2. Clean Output Directories¶
Set clean=True to ensure fresh results:
@geobench(name="my-test", clean=True)
def my_function():
# ...
3. Handle Errors Gracefully¶
When using the class directly, handle potential errors:
bench = Geobench(name="error-handling-example")
bench.start("risky-operation")
try:
result = risky_operation()
bench.stop(True)
except Exception as e:
print(f"Error: {e}")
bench.stop(False)
4. Monitor Resource Usage¶
Use appropriate monitoring intervals based on operation duration:
# For long operations (>1 minute)
bench = Geobench(name="long-op", run_monitor=5.0)
# For short operations (<30 seconds)
bench = Geobench(name="short-op", run_monitor=0.5)
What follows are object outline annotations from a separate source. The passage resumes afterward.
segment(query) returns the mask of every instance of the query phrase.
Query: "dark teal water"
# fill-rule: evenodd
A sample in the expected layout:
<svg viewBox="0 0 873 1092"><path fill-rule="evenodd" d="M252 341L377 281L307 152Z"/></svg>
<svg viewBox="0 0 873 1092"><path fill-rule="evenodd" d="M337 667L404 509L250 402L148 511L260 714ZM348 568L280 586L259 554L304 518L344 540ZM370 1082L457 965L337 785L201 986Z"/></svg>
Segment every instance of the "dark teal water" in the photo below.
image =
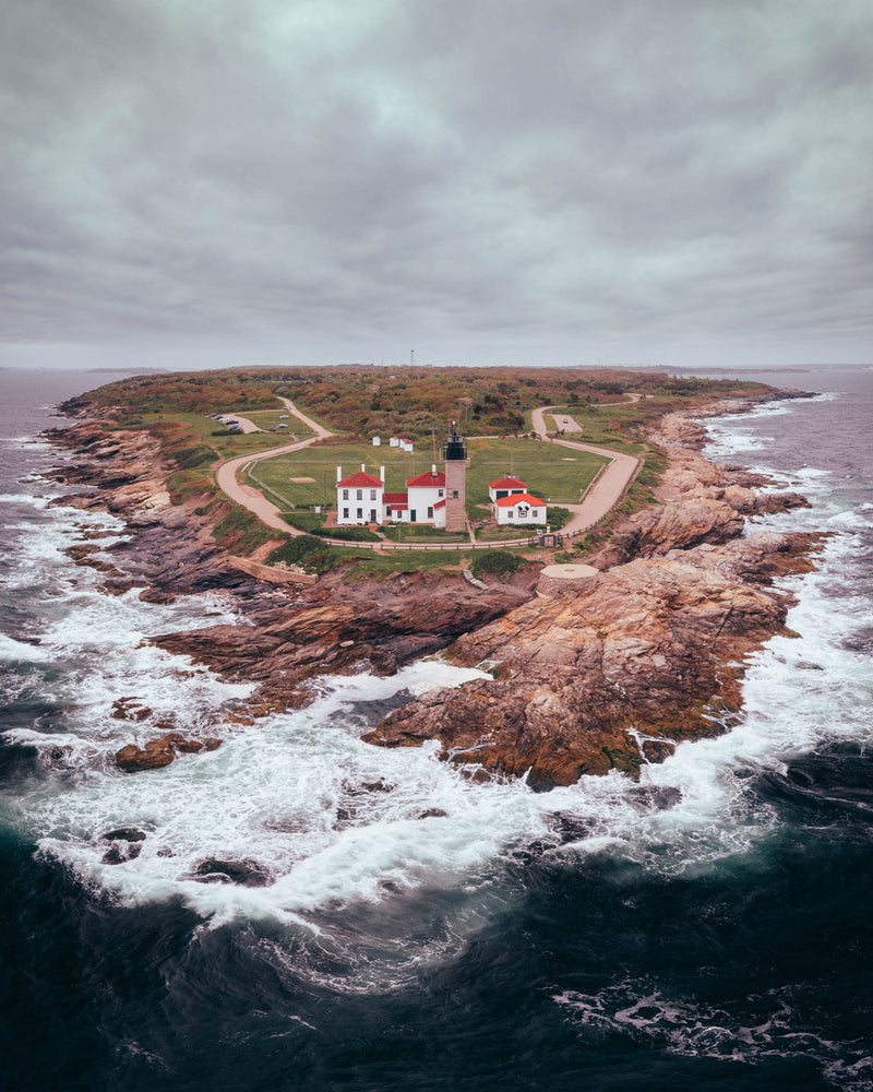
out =
<svg viewBox="0 0 873 1092"><path fill-rule="evenodd" d="M646 772L682 793L657 812L620 778L535 795L359 741L440 665L328 679L213 756L119 774L116 698L194 727L232 708L143 644L232 604L101 595L60 550L124 529L46 507L57 453L25 442L89 383L0 372L2 1087L873 1087L873 371L774 381L830 394L720 419L713 453L814 501L766 523L835 534L743 723ZM142 854L104 864L121 824ZM271 883L193 880L218 854Z"/></svg>

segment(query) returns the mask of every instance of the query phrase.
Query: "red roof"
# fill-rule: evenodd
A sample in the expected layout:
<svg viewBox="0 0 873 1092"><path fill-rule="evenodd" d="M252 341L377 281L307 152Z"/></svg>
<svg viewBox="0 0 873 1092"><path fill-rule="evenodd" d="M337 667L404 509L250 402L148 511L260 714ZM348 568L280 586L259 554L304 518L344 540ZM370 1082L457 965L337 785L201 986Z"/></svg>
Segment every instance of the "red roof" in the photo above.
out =
<svg viewBox="0 0 873 1092"><path fill-rule="evenodd" d="M526 489L527 486L521 478L501 478L499 482L489 482L491 489Z"/></svg>
<svg viewBox="0 0 873 1092"><path fill-rule="evenodd" d="M510 497L499 497L494 503L500 505L501 508L515 508L516 505L529 505L531 508L546 507L545 500L537 500L529 492L514 492Z"/></svg>
<svg viewBox="0 0 873 1092"><path fill-rule="evenodd" d="M407 486L407 488L409 488L411 486L412 488L421 489L421 488L423 488L426 486L429 486L429 485L432 485L432 486L438 486L438 485L439 486L444 486L445 485L445 474L443 474L442 471L436 471L435 474L433 474L431 471L428 471L427 474L418 474L414 478L407 478L406 479L406 486Z"/></svg>
<svg viewBox="0 0 873 1092"><path fill-rule="evenodd" d="M347 478L343 478L342 482L336 483L337 488L340 486L344 489L381 489L382 482L378 477L373 477L372 474L368 474L366 471L358 471L357 474L350 474Z"/></svg>

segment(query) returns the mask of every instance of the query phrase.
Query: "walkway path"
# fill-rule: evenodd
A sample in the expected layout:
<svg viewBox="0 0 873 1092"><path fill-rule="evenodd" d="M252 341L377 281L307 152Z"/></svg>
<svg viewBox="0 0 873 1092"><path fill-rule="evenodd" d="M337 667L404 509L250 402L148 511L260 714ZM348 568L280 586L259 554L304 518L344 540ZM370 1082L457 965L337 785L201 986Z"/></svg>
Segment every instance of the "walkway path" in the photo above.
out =
<svg viewBox="0 0 873 1092"><path fill-rule="evenodd" d="M237 455L235 459L228 459L225 462L219 463L216 467L215 483L218 488L231 500L241 505L243 508L248 508L250 512L253 512L259 520L265 523L268 527L282 531L288 535L303 535L307 534L307 532L299 531L297 527L292 527L290 524L286 523L279 514L280 509L268 501L260 490L255 489L253 486L246 485L242 482L237 480L237 474L244 466L251 466L252 463L260 462L262 459L273 459L275 455L284 455L288 451L299 451L301 448L308 448L316 440L323 440L326 437L334 435L322 425L319 425L318 422L312 420L311 417L307 417L306 414L302 414L295 406L294 402L290 401L290 399L282 399L280 401L287 406L288 411L295 415L295 417L312 429L314 436L309 436L304 440L297 440L294 443L283 443L277 448L267 448L264 451L258 451L253 454ZM539 432L541 436L546 435L546 425L542 415L545 413L550 413L553 408L555 407L541 406L539 410L534 410L533 420L535 432ZM564 536L573 535L593 526L601 520L614 505L618 503L625 488L636 473L637 467L639 466L639 460L635 455L627 455L620 451L612 451L609 448L596 448L590 443L579 443L576 440L555 439L550 442L559 443L562 448L575 448L578 451L590 451L596 455L602 455L603 458L610 460L610 462L595 478L594 484L588 487L588 490L584 495L581 503L565 506L571 512L573 512L573 519L562 529L561 534ZM512 542L495 541L490 543L471 543L471 545L466 548L493 549L498 546L513 546L518 544L526 545L528 541L529 536L519 538L517 542L513 539ZM395 550L404 548L398 544L388 542L348 543L331 538L325 538L325 542L333 542L338 546L354 545L356 547L375 550ZM429 545L426 543L419 543L414 547L407 548L458 549L459 547L457 544L444 546L442 544Z"/></svg>

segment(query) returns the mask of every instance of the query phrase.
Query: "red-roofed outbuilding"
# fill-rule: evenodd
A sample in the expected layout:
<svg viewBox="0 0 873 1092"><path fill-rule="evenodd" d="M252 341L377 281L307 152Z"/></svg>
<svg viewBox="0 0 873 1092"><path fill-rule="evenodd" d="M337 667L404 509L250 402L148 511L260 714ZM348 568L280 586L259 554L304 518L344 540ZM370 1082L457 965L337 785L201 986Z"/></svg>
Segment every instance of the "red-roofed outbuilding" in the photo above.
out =
<svg viewBox="0 0 873 1092"><path fill-rule="evenodd" d="M501 497L510 497L512 494L527 492L527 485L512 474L498 478L497 482L488 483L488 496L491 500L500 500Z"/></svg>

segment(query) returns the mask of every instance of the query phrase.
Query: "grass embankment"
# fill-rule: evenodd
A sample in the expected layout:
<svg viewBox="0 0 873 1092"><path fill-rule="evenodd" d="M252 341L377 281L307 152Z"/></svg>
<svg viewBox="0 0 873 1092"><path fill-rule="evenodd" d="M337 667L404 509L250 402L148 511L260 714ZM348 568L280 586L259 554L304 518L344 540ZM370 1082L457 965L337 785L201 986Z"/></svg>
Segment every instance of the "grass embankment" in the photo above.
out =
<svg viewBox="0 0 873 1092"><path fill-rule="evenodd" d="M605 460L584 451L571 452L559 444L538 440L470 440L467 471L467 514L481 519L490 511L488 483L511 471L522 478L534 496L553 503L575 505ZM265 459L252 468L251 478L288 508L336 503L336 467L343 475L360 470L379 476L385 467L387 492L405 492L406 479L426 473L433 464L432 449L422 444L410 455L398 448L355 443L313 444L275 459ZM438 449L436 465L442 470ZM295 480L297 479L297 480ZM432 534L432 532L431 532Z"/></svg>
<svg viewBox="0 0 873 1092"><path fill-rule="evenodd" d="M290 538L277 546L266 558L267 565L299 565L308 572L326 572L337 565L354 562L346 579L384 580L395 573L424 570L458 572L467 569L475 560L473 550L397 550L378 554L373 550L356 549L352 546L334 546L311 535Z"/></svg>

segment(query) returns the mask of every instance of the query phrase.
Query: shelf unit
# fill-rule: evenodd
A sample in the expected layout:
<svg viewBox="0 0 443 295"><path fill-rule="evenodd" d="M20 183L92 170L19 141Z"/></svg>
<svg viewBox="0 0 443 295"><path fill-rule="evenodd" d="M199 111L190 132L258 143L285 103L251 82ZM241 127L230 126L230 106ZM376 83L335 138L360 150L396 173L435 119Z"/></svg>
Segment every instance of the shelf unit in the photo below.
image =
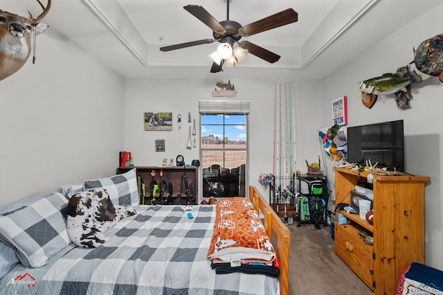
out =
<svg viewBox="0 0 443 295"><path fill-rule="evenodd" d="M350 204L350 192L365 182L368 175L336 168L336 205ZM424 187L430 180L420 175L377 175L374 225L344 211L339 212L350 223L338 225L336 216L336 253L376 294L395 294L404 269L413 262L424 263ZM361 231L372 235L373 245L359 238Z"/></svg>
<svg viewBox="0 0 443 295"><path fill-rule="evenodd" d="M172 204L186 204L186 194L185 192L185 186L184 184L183 187L181 188L181 178L184 175L185 169L186 171L186 176L188 177L188 184L190 188L190 204L196 205L198 202L198 167L190 166L183 168L181 167L159 167L159 166L135 166L135 167L118 167L117 168L116 174L125 173L130 170L131 169L136 168L136 174L137 176L140 175L143 180L143 182L145 185L145 194L142 196L142 192L140 191L139 193L141 195L141 204L150 204L151 200L152 199L152 195L151 195L151 189L150 188L150 184L152 179L151 176L151 172L154 171L156 173L156 176L154 177L154 179L159 184L160 183L160 172L163 171L163 180L166 182L167 188L165 190L165 195L163 195L164 198L167 198L169 195L169 191L168 190L168 186L169 185L169 181L171 181L172 184L172 195L171 197L172 198ZM195 186L194 190L190 190L191 184L195 182ZM140 184L139 187L140 187ZM192 191L191 191L192 190ZM160 198L160 192L157 191L155 195L154 196L156 202L158 202Z"/></svg>

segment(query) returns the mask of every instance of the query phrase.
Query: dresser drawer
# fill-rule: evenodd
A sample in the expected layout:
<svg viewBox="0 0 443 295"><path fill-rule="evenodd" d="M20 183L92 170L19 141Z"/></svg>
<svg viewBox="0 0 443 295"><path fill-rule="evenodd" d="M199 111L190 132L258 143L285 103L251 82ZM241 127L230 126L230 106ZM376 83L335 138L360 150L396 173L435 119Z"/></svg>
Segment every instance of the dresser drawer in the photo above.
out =
<svg viewBox="0 0 443 295"><path fill-rule="evenodd" d="M359 227L336 224L335 252L371 289L374 274L374 247L359 237Z"/></svg>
Integration with Existing Workflows¶
Jupyter benchmarking integrates seamlessly with existing data science and geospatial workflows:
- Data exploration: Benchmark different data loading strategies
- Algorithm comparison: Compare performance of different algorithms
- Parameter optimization: Find optimal parameters for processing
- Scalability testing: Test performance with different data sizes
- Resource profiling: Understand resource requirements for operations
This makes GeoBench's Jupyter support ideal for research, development, and optimization of geospatial processing workflows.